The narrative of the supercycle in copper, based on expectations of strong demand outpacing supply, has dissipated quickly, according to Bart Melek, global head of commodity strategy at TD Securities. Copper futures have pulled back 21.4% from their 2024 high, with ongoing weakness in China, the second-largest global economy, contributing to the decline. Global manufacturing data has also been lackluster, with expectations of tight markets replaced by the reality of surpluses in copper and oil. China’s failure to provide robust fiscal stimulus has led to reduced bets on a lift in the economy, further impacting commodity markets.

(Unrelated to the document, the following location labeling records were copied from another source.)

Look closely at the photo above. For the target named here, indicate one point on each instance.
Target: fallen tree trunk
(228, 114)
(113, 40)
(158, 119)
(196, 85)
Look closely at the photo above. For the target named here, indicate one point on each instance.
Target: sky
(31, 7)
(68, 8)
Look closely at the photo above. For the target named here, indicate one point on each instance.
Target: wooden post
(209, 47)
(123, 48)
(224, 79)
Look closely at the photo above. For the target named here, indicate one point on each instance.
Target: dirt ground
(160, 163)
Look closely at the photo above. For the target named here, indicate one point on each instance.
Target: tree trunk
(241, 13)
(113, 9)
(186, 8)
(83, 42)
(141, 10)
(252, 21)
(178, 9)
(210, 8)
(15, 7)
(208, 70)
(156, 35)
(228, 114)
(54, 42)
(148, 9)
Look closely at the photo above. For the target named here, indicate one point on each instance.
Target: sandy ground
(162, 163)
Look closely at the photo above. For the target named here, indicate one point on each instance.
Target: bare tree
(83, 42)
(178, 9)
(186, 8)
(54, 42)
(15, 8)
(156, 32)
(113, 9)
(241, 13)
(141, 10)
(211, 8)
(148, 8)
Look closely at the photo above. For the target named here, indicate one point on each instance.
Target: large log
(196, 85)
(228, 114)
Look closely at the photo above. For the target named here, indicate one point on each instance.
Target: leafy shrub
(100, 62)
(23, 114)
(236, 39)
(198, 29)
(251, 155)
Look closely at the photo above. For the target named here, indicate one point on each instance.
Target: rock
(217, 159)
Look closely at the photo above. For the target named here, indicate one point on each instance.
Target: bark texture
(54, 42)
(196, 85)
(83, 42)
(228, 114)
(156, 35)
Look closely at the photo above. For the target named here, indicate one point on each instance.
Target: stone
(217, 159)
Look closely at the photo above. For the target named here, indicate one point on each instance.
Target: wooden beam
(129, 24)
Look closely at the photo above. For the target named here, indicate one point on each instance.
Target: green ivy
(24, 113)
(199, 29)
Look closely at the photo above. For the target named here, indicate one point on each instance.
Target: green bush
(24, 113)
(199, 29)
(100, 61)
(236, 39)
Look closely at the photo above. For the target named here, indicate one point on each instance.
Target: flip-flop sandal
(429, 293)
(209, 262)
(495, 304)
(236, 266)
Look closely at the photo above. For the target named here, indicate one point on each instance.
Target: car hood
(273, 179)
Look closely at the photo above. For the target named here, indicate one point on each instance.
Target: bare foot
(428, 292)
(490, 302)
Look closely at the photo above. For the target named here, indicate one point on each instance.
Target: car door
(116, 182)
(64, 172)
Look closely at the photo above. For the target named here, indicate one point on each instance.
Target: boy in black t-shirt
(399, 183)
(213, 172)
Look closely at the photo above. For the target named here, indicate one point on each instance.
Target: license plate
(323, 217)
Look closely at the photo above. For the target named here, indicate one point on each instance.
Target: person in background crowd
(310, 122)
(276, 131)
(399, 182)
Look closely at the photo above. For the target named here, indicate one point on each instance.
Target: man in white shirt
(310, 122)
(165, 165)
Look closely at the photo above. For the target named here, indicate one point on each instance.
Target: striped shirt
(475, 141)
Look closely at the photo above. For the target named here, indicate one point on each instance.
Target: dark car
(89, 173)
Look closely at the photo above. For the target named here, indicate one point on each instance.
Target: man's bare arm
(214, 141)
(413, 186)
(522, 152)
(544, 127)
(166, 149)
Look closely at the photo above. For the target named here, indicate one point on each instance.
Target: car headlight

While geopolitical tensions in the Middle East have provided some support for oil prices, weak demand in China continues to weigh on the market. OPEC has lowered its global oil demand growth forecast for this year due to softening expectations in China. Melek believes that energy and base metal markets reflect a slower economic environment with reduced demand growth, mitigating concerns of undersupply conditions. The U.S. has also added to the economic uncertainty by imposing tariffs on Chinese goods, leading to retaliatory measures by Beijing and potentially higher prices for consumers.

The market is eagerly awaiting the latest reading of the consumer price index and commentary from central bankers at the annual meeting in Jackson Hole, Wyoming. A rate cut by the Federal Reserve in September has already been priced in, but the extent of the cut remains uncertain. TD Securities is expecting a 25 basis point cut, although there is a possibility of a larger cut depending on the CPI data. Melek believes that the market may not be overly excited about the rate cut, as uncertainties in the global economy persist and trade tensions continue to escalate. In this environment, commodity markets are reflecting a cautious outlook on the state of the global economy.